Commercial banks which
have lent over Rs.7,000 crore to Kingfisher Airlines are closely monitoring the situation and are
tightening
the noose around its promoter to protect their
interest.
They may
take drastic steps, including auctioning the mortgaged assets or selling pledged shares
in case the airline
fails to come up with a revival plan in the next three weeks.
State Bank of India
(SBI), the lead
banker of the
17 member lenders’ consortium, with exposures of over Rs.1,400 crore to
Kingfisher, said it was concerned about the current situation and was
waiting to hear from the management.
“We are talking to them daily.
It (the lock
out) is a matter of concern but what we can do? Our efforts are on to recover the maximum
by all possible means,” said S. Visvanathan, Managing Director, SBI. “The banks
are looking at all aspects to ensure that money given to them (Kingfisher)

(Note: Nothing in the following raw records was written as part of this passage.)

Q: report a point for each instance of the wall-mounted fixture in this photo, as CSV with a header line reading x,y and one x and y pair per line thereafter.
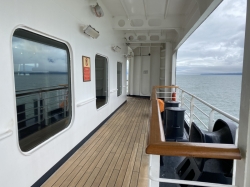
x,y
90,31
96,9
116,48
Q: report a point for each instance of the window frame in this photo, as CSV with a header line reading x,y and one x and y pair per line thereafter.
x,y
71,88
108,91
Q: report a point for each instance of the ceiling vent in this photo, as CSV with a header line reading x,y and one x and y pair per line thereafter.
x,y
96,9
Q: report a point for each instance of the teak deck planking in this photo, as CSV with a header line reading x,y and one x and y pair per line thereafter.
x,y
114,155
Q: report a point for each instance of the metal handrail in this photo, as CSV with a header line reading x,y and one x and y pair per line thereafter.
x,y
40,91
210,115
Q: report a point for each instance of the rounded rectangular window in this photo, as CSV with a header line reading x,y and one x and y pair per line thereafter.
x,y
119,78
42,84
101,79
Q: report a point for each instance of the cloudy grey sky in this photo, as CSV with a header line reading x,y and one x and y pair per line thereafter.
x,y
37,57
217,45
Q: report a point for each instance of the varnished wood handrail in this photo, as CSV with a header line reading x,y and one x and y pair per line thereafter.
x,y
158,146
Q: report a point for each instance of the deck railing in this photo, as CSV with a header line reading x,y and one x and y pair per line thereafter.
x,y
157,145
191,106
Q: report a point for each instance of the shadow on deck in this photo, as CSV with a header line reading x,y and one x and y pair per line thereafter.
x,y
114,155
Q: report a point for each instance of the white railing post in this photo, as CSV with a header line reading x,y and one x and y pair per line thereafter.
x,y
211,121
191,111
182,98
39,97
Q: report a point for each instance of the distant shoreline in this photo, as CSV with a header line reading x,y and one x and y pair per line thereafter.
x,y
49,72
221,74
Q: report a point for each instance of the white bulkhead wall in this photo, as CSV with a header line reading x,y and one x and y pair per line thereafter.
x,y
145,69
60,19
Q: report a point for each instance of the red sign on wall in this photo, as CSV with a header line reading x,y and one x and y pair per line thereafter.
x,y
86,69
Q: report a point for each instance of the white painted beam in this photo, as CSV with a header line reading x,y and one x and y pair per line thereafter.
x,y
171,22
145,9
166,9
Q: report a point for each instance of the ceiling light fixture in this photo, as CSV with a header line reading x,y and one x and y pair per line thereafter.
x,y
96,9
116,48
90,31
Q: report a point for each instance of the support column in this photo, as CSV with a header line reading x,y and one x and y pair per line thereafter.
x,y
173,72
242,170
168,67
131,76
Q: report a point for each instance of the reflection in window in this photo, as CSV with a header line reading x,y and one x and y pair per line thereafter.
x,y
119,78
101,79
42,84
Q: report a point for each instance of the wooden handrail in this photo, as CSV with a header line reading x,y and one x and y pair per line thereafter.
x,y
157,145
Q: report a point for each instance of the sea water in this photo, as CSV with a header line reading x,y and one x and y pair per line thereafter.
x,y
221,91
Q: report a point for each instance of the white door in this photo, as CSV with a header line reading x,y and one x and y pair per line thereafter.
x,y
145,76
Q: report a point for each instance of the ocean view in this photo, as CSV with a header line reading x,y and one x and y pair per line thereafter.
x,y
221,91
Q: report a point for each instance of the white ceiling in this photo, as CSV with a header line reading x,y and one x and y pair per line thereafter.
x,y
146,8
169,20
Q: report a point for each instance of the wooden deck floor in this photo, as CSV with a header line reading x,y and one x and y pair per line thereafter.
x,y
114,155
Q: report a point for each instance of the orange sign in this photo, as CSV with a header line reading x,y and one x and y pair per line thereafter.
x,y
86,69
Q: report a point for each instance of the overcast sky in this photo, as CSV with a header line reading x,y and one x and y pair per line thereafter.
x,y
217,45
38,57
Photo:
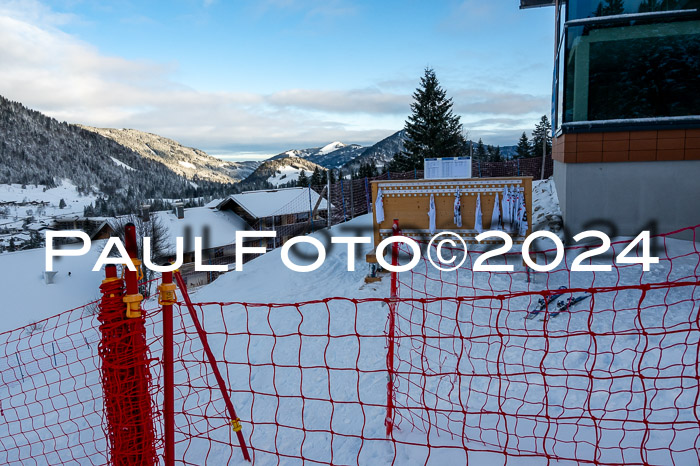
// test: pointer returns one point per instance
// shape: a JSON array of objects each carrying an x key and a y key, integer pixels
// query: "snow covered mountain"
[
  {"x": 333, "y": 155},
  {"x": 381, "y": 153},
  {"x": 36, "y": 149},
  {"x": 279, "y": 171},
  {"x": 185, "y": 161}
]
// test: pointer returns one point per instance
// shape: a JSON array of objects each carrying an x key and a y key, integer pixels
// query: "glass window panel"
[
  {"x": 595, "y": 8},
  {"x": 640, "y": 71}
]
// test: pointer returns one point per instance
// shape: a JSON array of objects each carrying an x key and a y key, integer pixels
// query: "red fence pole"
[
  {"x": 389, "y": 420},
  {"x": 126, "y": 378},
  {"x": 235, "y": 421},
  {"x": 167, "y": 298}
]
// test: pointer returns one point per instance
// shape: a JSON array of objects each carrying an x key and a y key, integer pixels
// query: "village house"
[{"x": 289, "y": 211}]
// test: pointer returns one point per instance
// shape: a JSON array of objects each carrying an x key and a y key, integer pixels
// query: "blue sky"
[{"x": 246, "y": 79}]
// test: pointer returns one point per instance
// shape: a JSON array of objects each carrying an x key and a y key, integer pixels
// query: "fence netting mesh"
[{"x": 613, "y": 379}]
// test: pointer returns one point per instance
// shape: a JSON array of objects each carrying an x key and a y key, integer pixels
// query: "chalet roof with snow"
[
  {"x": 274, "y": 202},
  {"x": 217, "y": 227}
]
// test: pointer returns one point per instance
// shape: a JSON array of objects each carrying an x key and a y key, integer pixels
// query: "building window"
[
  {"x": 629, "y": 69},
  {"x": 579, "y": 9}
]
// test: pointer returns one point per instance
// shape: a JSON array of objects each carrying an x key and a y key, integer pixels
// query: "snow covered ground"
[
  {"x": 34, "y": 206},
  {"x": 336, "y": 351},
  {"x": 285, "y": 174}
]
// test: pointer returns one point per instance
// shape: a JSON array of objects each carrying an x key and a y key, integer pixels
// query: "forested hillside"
[{"x": 36, "y": 149}]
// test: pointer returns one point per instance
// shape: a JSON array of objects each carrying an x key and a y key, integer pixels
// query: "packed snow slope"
[
  {"x": 309, "y": 380},
  {"x": 271, "y": 282}
]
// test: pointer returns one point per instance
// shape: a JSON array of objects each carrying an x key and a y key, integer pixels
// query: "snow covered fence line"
[
  {"x": 613, "y": 380},
  {"x": 624, "y": 257}
]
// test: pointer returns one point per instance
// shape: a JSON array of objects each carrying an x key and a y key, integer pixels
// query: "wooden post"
[{"x": 389, "y": 420}]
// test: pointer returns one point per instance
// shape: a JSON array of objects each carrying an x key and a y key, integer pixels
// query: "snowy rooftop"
[
  {"x": 219, "y": 226},
  {"x": 267, "y": 203}
]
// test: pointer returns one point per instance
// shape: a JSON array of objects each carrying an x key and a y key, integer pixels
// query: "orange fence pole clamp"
[{"x": 235, "y": 421}]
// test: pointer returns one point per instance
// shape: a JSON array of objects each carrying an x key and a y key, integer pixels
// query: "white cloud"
[{"x": 69, "y": 79}]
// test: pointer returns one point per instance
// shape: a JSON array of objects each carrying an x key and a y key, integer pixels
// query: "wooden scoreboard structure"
[{"x": 409, "y": 201}]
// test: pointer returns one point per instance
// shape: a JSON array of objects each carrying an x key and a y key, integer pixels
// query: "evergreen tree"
[
  {"x": 611, "y": 7},
  {"x": 543, "y": 128},
  {"x": 495, "y": 154},
  {"x": 522, "y": 150},
  {"x": 432, "y": 129},
  {"x": 303, "y": 180},
  {"x": 480, "y": 151},
  {"x": 316, "y": 177}
]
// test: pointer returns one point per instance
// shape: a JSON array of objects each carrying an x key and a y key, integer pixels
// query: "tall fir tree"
[
  {"x": 543, "y": 128},
  {"x": 432, "y": 129},
  {"x": 480, "y": 152},
  {"x": 303, "y": 180},
  {"x": 522, "y": 150},
  {"x": 316, "y": 178}
]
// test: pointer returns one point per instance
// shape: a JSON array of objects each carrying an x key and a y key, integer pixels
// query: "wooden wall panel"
[{"x": 409, "y": 202}]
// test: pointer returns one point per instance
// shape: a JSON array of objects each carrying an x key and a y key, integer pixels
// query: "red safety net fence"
[{"x": 614, "y": 379}]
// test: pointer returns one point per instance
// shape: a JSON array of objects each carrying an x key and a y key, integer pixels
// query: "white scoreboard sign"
[{"x": 447, "y": 167}]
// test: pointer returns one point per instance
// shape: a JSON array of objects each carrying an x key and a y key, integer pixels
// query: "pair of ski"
[{"x": 562, "y": 306}]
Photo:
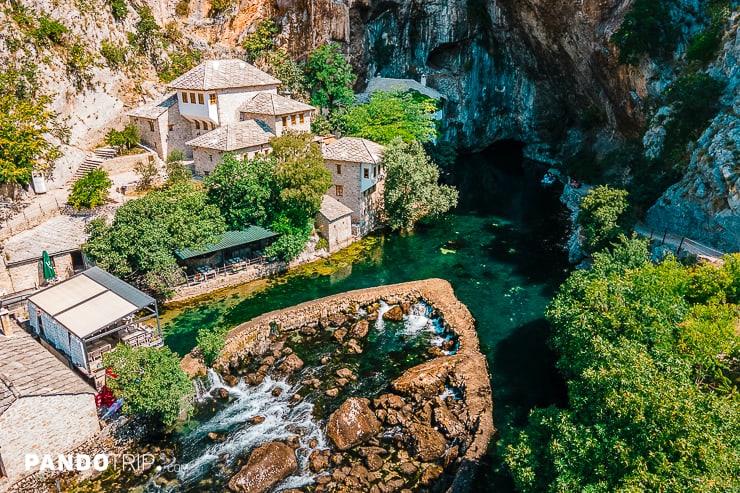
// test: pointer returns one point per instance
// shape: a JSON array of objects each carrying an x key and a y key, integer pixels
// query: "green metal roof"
[{"x": 229, "y": 239}]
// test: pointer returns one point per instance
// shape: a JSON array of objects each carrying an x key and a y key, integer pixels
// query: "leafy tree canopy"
[
  {"x": 25, "y": 126},
  {"x": 150, "y": 380},
  {"x": 602, "y": 216},
  {"x": 412, "y": 189},
  {"x": 652, "y": 358},
  {"x": 243, "y": 190},
  {"x": 300, "y": 176},
  {"x": 139, "y": 245},
  {"x": 91, "y": 190},
  {"x": 330, "y": 76},
  {"x": 391, "y": 114}
]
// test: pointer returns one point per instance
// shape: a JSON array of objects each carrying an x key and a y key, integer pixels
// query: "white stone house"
[
  {"x": 45, "y": 407},
  {"x": 247, "y": 139},
  {"x": 358, "y": 179},
  {"x": 209, "y": 110}
]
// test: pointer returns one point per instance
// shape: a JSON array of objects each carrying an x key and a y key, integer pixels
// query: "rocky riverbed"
[{"x": 417, "y": 418}]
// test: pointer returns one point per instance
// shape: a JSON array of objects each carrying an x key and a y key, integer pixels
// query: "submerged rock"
[
  {"x": 424, "y": 442},
  {"x": 353, "y": 423},
  {"x": 395, "y": 314},
  {"x": 267, "y": 465}
]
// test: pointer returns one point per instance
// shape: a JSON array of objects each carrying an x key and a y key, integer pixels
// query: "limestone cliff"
[{"x": 705, "y": 204}]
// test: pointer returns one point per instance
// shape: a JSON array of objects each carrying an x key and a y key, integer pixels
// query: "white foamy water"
[{"x": 284, "y": 419}]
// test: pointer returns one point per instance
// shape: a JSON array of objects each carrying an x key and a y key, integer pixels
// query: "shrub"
[
  {"x": 183, "y": 8},
  {"x": 91, "y": 190},
  {"x": 49, "y": 30},
  {"x": 114, "y": 54},
  {"x": 118, "y": 8},
  {"x": 211, "y": 342}
]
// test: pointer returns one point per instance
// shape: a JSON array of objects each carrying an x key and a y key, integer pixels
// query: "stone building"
[
  {"x": 248, "y": 139},
  {"x": 334, "y": 222},
  {"x": 220, "y": 106},
  {"x": 278, "y": 112},
  {"x": 358, "y": 178},
  {"x": 61, "y": 237},
  {"x": 45, "y": 407}
]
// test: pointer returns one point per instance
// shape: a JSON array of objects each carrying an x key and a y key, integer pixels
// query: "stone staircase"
[{"x": 94, "y": 162}]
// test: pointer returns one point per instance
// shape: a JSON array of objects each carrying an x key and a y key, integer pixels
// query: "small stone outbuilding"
[
  {"x": 334, "y": 222},
  {"x": 45, "y": 407}
]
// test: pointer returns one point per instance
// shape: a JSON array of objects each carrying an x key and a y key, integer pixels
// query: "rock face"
[
  {"x": 353, "y": 423},
  {"x": 705, "y": 204},
  {"x": 267, "y": 465}
]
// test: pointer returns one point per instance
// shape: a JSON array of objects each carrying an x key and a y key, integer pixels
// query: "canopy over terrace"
[
  {"x": 245, "y": 243},
  {"x": 91, "y": 310}
]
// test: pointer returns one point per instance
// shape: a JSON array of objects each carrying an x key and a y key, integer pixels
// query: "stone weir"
[{"x": 439, "y": 440}]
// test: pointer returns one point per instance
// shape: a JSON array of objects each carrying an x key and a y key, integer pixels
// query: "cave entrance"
[{"x": 506, "y": 155}]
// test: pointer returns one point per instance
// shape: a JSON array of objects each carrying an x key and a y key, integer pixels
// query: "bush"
[
  {"x": 261, "y": 40},
  {"x": 124, "y": 139},
  {"x": 115, "y": 55},
  {"x": 49, "y": 30},
  {"x": 150, "y": 380},
  {"x": 183, "y": 8},
  {"x": 211, "y": 342},
  {"x": 79, "y": 66},
  {"x": 118, "y": 8},
  {"x": 646, "y": 29},
  {"x": 91, "y": 190}
]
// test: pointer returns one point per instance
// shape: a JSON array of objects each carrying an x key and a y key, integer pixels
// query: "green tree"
[
  {"x": 139, "y": 245},
  {"x": 412, "y": 189},
  {"x": 300, "y": 176},
  {"x": 650, "y": 363},
  {"x": 24, "y": 127},
  {"x": 124, "y": 139},
  {"x": 243, "y": 190},
  {"x": 330, "y": 77},
  {"x": 211, "y": 341},
  {"x": 262, "y": 40},
  {"x": 176, "y": 170},
  {"x": 150, "y": 380},
  {"x": 91, "y": 190},
  {"x": 602, "y": 216},
  {"x": 391, "y": 114}
]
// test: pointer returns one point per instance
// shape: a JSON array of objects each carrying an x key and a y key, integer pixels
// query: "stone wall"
[
  {"x": 45, "y": 425},
  {"x": 468, "y": 367},
  {"x": 338, "y": 233}
]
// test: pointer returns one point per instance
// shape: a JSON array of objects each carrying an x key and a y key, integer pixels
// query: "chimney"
[{"x": 5, "y": 324}]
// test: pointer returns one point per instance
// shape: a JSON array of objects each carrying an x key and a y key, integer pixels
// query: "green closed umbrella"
[{"x": 49, "y": 273}]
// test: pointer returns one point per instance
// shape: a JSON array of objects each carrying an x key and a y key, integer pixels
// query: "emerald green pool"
[{"x": 501, "y": 250}]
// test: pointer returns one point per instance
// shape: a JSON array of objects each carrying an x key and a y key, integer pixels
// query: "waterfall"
[
  {"x": 379, "y": 323},
  {"x": 283, "y": 419}
]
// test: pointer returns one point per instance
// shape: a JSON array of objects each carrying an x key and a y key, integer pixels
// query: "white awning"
[{"x": 90, "y": 301}]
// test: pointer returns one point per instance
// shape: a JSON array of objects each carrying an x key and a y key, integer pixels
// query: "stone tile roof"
[
  {"x": 234, "y": 136},
  {"x": 58, "y": 234},
  {"x": 265, "y": 103},
  {"x": 28, "y": 369},
  {"x": 388, "y": 84},
  {"x": 332, "y": 209},
  {"x": 354, "y": 150},
  {"x": 154, "y": 110},
  {"x": 223, "y": 74}
]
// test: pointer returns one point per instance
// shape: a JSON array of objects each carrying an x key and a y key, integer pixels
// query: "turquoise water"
[{"x": 500, "y": 250}]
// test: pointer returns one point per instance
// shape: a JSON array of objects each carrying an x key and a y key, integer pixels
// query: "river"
[{"x": 501, "y": 250}]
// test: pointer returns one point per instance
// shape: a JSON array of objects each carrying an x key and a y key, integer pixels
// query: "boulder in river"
[
  {"x": 394, "y": 314},
  {"x": 267, "y": 466},
  {"x": 352, "y": 423},
  {"x": 424, "y": 442}
]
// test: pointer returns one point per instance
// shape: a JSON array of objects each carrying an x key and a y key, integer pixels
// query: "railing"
[
  {"x": 681, "y": 242},
  {"x": 224, "y": 270}
]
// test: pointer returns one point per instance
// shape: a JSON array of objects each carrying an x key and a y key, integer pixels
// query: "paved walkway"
[{"x": 681, "y": 243}]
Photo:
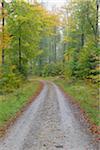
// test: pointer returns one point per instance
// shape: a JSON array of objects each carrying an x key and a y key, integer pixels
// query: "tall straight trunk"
[
  {"x": 55, "y": 50},
  {"x": 97, "y": 21},
  {"x": 20, "y": 55},
  {"x": 3, "y": 23},
  {"x": 82, "y": 39}
]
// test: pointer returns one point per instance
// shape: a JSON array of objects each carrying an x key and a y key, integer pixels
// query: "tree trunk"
[
  {"x": 3, "y": 23},
  {"x": 97, "y": 22},
  {"x": 20, "y": 57},
  {"x": 82, "y": 39}
]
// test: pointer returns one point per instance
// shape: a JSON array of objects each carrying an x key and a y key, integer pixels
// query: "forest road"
[{"x": 48, "y": 124}]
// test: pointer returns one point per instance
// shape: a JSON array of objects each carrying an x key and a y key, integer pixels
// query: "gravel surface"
[{"x": 48, "y": 124}]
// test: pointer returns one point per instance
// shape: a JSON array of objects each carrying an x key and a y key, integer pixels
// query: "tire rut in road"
[{"x": 48, "y": 124}]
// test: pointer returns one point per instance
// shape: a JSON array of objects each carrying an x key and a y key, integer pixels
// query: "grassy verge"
[
  {"x": 86, "y": 95},
  {"x": 12, "y": 103}
]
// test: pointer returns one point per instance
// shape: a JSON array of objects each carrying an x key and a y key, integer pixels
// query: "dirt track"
[{"x": 48, "y": 124}]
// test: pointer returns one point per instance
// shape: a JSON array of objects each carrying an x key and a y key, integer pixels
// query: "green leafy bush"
[{"x": 52, "y": 69}]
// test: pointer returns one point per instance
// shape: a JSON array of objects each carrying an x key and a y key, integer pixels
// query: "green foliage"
[
  {"x": 9, "y": 79},
  {"x": 52, "y": 69},
  {"x": 81, "y": 38}
]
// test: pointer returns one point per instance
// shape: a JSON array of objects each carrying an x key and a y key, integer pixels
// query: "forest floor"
[{"x": 50, "y": 123}]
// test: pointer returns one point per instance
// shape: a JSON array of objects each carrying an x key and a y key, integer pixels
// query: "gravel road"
[{"x": 48, "y": 124}]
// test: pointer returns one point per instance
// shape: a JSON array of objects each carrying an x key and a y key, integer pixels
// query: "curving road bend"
[{"x": 48, "y": 124}]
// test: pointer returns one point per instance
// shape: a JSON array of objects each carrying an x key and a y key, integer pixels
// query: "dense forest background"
[{"x": 35, "y": 41}]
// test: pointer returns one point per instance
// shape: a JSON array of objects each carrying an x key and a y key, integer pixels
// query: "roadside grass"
[
  {"x": 10, "y": 104},
  {"x": 86, "y": 95}
]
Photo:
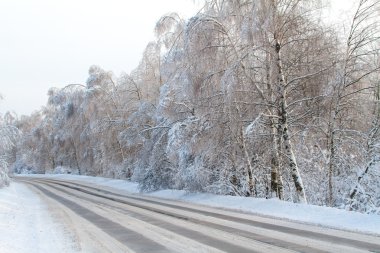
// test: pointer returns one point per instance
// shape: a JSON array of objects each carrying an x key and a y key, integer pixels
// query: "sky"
[{"x": 52, "y": 43}]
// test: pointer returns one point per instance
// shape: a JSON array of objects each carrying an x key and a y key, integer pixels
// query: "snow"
[
  {"x": 318, "y": 215},
  {"x": 26, "y": 224}
]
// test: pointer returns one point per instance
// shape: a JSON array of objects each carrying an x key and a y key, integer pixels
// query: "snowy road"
[{"x": 101, "y": 220}]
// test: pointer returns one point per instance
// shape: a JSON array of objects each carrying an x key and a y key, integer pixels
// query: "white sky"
[{"x": 51, "y": 43}]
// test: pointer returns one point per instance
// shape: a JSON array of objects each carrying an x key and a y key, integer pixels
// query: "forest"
[{"x": 250, "y": 98}]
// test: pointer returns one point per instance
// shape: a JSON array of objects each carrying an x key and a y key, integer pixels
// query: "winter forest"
[{"x": 253, "y": 98}]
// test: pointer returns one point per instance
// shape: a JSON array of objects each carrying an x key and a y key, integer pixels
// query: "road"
[{"x": 104, "y": 220}]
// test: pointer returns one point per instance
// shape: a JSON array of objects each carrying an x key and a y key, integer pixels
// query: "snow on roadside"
[
  {"x": 318, "y": 215},
  {"x": 26, "y": 224}
]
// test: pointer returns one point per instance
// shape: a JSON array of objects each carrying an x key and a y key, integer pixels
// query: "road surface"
[{"x": 106, "y": 221}]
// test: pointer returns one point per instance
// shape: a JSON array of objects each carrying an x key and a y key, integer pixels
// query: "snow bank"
[
  {"x": 26, "y": 224},
  {"x": 318, "y": 215}
]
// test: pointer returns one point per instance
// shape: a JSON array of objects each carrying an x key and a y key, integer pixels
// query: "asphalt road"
[{"x": 103, "y": 220}]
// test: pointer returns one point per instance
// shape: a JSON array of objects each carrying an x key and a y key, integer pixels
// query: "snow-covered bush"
[{"x": 63, "y": 170}]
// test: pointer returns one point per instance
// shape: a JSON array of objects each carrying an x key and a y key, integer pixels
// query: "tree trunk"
[
  {"x": 277, "y": 189},
  {"x": 283, "y": 115}
]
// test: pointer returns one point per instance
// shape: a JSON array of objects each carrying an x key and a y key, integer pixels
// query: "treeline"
[{"x": 254, "y": 98}]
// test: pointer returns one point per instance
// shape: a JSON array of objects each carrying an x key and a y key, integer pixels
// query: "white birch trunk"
[{"x": 289, "y": 153}]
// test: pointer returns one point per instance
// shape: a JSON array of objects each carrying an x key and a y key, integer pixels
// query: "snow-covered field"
[
  {"x": 26, "y": 225},
  {"x": 322, "y": 216}
]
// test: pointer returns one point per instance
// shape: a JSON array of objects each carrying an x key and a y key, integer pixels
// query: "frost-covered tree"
[{"x": 8, "y": 134}]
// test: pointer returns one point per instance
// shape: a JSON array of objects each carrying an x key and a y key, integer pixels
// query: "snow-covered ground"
[
  {"x": 322, "y": 216},
  {"x": 26, "y": 225}
]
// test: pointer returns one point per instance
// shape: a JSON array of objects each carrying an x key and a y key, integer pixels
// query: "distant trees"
[
  {"x": 252, "y": 98},
  {"x": 8, "y": 135}
]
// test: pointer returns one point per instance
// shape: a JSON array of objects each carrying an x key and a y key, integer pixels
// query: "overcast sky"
[{"x": 51, "y": 43}]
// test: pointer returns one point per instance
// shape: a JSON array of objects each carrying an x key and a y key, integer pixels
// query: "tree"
[{"x": 8, "y": 134}]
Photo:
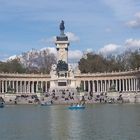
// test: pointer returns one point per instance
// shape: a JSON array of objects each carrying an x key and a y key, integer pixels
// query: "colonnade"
[
  {"x": 17, "y": 86},
  {"x": 120, "y": 85}
]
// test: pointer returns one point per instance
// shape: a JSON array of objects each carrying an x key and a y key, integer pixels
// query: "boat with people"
[
  {"x": 2, "y": 103},
  {"x": 46, "y": 103},
  {"x": 76, "y": 106}
]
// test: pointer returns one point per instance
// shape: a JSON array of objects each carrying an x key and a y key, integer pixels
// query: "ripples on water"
[{"x": 96, "y": 122}]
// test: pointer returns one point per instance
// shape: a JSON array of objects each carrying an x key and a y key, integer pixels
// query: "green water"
[{"x": 96, "y": 122}]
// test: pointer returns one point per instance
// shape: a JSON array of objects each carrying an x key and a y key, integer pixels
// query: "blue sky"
[{"x": 107, "y": 26}]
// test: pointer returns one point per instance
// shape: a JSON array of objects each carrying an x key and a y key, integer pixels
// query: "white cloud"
[
  {"x": 108, "y": 30},
  {"x": 109, "y": 49},
  {"x": 132, "y": 43},
  {"x": 75, "y": 55},
  {"x": 134, "y": 23},
  {"x": 12, "y": 57},
  {"x": 72, "y": 37},
  {"x": 48, "y": 40}
]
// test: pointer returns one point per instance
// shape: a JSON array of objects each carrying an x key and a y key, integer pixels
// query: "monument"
[{"x": 62, "y": 74}]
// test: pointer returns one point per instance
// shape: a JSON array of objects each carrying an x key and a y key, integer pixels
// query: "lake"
[{"x": 96, "y": 122}]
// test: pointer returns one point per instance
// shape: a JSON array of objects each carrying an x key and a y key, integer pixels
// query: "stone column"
[
  {"x": 46, "y": 88},
  {"x": 2, "y": 86},
  {"x": 5, "y": 86},
  {"x": 89, "y": 87},
  {"x": 108, "y": 85},
  {"x": 36, "y": 86},
  {"x": 93, "y": 86},
  {"x": 97, "y": 86},
  {"x": 13, "y": 85},
  {"x": 105, "y": 86},
  {"x": 123, "y": 85},
  {"x": 129, "y": 85},
  {"x": 116, "y": 85},
  {"x": 84, "y": 85},
  {"x": 132, "y": 85},
  {"x": 20, "y": 86},
  {"x": 120, "y": 84},
  {"x": 101, "y": 86},
  {"x": 126, "y": 84},
  {"x": 136, "y": 84},
  {"x": 32, "y": 86}
]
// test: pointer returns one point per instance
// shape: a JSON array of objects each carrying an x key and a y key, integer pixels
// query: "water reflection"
[{"x": 107, "y": 122}]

will be recovered,” Mr. Visvanathan added. By the end of this month, Kingfisher should come
up with a revival plan which the banks will closely examine. SBI Caps has
been entrusted with this task but banks have made it clear that there will
be no morerestructuring this time. The airline has told banks that the loans
could be repaid by flying all the aircraft to generate money and by
roping in a foreign partner. “Let us not second guess. They will
come out with something. Our effort is to ensure that our interest is protected
at all costs,” the SBI MD said.
The banks
also confirmed that Rs.60 crore had been released to Kingfisher from an escrow
account that was de-frozen by the tax authorities. However, the airline
has not paid salary to employees so far. “We are still waiting to hear from the management.
We don’t know what is Mr. Vijay Mallya upto? He is not saying any thing,” said
a striking employee.
Meanwhile, the lock
out is expected to be extended till October 20. The deadline
of the DGCA
show cause notice ends on October 19.